Доктор поднял брови и, поправив очки, пристально поглядел ему в лицо.
— К чему?.. — задумчиво и тихо произнес он. — А к тому, что вам надо немедленно уехать отсюда и постараться, хотя бы на несколько дней, не давать знать о своем существовании госпоже Тепловой. Здоровье ее сейчас находится в состоянии шаткого баланса, и поэтому ее просто необходимо оградить от всяких волнений и потрясений. А чтобы избежать этого, прежде всего необходимо ваше отсутствие. Ведь то, что произошло с больной, несомненно, есть не что иное, как последствие какой-то тяжелой сцены, происшедшей между нею и вами. Разве вы можете быть уверены, что подобная сцена не повторится вновь?..

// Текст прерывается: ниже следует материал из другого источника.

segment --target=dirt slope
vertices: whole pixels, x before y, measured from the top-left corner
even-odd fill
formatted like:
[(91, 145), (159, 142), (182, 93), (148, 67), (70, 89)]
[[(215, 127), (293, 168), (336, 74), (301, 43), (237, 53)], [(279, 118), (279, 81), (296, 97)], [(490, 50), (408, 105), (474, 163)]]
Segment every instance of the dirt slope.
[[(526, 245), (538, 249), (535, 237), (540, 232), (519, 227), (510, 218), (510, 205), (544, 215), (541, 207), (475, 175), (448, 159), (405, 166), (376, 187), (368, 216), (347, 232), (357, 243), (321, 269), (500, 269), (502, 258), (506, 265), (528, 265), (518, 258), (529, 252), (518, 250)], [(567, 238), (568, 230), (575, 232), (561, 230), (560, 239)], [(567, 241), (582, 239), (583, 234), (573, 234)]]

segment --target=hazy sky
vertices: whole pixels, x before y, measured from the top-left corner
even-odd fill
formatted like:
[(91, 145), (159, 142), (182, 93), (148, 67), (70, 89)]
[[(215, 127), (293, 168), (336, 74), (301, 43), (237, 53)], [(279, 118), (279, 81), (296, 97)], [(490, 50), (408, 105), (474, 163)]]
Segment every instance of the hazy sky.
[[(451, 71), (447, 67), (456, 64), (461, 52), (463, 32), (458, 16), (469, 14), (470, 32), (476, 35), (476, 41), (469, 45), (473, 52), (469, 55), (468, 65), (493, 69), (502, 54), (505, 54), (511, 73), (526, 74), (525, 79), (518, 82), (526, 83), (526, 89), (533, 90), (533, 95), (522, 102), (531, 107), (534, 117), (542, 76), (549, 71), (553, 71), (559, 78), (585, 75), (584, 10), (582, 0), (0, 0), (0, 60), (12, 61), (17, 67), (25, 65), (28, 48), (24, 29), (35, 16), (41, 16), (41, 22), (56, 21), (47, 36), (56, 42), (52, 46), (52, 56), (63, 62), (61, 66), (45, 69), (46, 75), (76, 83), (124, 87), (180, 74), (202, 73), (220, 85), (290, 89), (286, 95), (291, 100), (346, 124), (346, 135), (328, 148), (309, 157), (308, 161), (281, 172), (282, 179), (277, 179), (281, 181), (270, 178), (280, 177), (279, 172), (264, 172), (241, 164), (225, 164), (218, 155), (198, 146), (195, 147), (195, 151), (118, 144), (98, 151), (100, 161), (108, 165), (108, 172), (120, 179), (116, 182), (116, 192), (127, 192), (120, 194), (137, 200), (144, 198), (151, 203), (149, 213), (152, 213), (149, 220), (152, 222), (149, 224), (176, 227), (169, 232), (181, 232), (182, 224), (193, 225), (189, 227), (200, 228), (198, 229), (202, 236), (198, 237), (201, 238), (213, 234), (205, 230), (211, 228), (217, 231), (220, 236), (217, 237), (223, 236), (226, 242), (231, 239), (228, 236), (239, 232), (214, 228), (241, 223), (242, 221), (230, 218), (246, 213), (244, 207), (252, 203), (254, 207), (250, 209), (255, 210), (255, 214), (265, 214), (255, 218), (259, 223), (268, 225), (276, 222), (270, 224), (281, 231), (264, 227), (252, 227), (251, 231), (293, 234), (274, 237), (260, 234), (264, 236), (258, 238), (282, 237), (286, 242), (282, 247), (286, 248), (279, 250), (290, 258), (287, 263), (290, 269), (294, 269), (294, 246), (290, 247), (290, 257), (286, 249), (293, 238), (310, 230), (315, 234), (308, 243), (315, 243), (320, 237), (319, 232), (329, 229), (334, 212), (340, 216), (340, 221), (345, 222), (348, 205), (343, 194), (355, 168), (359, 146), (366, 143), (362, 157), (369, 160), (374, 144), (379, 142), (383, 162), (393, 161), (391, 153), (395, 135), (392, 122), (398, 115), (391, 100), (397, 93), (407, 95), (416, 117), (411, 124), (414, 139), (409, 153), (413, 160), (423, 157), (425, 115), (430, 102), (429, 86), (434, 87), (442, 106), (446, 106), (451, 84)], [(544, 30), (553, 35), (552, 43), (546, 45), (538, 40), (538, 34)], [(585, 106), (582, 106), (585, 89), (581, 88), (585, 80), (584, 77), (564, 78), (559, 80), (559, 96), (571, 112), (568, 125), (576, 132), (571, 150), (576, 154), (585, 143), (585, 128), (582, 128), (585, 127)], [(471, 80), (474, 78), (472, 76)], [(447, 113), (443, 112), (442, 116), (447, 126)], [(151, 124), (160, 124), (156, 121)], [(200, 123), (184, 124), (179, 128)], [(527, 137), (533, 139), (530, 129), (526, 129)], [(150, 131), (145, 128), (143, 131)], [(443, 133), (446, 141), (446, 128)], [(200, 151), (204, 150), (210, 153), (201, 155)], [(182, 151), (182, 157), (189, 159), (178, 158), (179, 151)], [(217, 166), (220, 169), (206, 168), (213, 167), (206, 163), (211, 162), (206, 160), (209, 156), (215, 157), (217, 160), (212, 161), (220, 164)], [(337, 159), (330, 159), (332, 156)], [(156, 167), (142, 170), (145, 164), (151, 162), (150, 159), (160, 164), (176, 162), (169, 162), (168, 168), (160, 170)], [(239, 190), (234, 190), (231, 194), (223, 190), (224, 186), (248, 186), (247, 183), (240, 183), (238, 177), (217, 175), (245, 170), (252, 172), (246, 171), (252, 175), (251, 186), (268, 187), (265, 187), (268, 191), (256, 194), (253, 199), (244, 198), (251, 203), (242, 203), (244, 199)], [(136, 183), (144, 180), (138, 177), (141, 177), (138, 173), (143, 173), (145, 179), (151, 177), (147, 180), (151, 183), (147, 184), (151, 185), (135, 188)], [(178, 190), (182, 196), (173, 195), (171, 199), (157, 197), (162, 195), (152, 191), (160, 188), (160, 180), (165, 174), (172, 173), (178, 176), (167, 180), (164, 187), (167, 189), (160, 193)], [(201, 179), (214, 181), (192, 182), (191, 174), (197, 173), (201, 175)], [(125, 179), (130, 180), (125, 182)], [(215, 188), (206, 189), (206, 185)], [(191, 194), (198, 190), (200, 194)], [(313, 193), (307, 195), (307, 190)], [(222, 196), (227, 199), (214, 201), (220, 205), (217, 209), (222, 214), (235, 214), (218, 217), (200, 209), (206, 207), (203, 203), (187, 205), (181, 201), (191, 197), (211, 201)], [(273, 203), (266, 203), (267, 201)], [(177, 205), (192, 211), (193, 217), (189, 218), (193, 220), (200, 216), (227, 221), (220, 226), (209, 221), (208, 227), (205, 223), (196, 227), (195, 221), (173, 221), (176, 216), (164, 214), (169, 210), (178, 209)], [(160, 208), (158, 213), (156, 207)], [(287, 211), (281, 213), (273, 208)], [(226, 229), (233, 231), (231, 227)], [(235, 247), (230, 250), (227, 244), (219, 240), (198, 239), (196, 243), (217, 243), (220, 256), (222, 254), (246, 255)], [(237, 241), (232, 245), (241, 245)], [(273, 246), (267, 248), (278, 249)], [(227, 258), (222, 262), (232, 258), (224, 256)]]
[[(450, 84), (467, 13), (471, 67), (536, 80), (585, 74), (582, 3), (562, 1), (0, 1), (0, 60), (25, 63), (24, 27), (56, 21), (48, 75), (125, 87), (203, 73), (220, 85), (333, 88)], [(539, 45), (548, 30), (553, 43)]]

После минутного колебания Рогожин пообещал:
— Да, вы правы, я уеду, но боюсь, что есть обстоятельство, которое, помимо меня, может сильно встревожить и взволновать больную. Я передал ей полученное на ее имя письмо. Я не знаю, от кого это письмо, но подозреваю, что оно от того человека, который встал между мною и этой женщиной. Он — главный виновник ее и моих страданий!..
Губы Рогожина дрогнули, и лицо исказил приступ гнева. Кажется доктор сразу все понял, ибо удивленно воскликнул:
— Зачем же вы отдали ей это письмо?
— Я… я не знаю… Я поступил в каком-то порыве!.. — путано попытался объяснить причину своего действительно странного поступка Рогожин.
Но доктор перебил его.
— Надо немедленно взять это письмо обратно… Подождите здесь, я постараюсь как-нибудь сделать это… — И доктор направился в спальню Лили.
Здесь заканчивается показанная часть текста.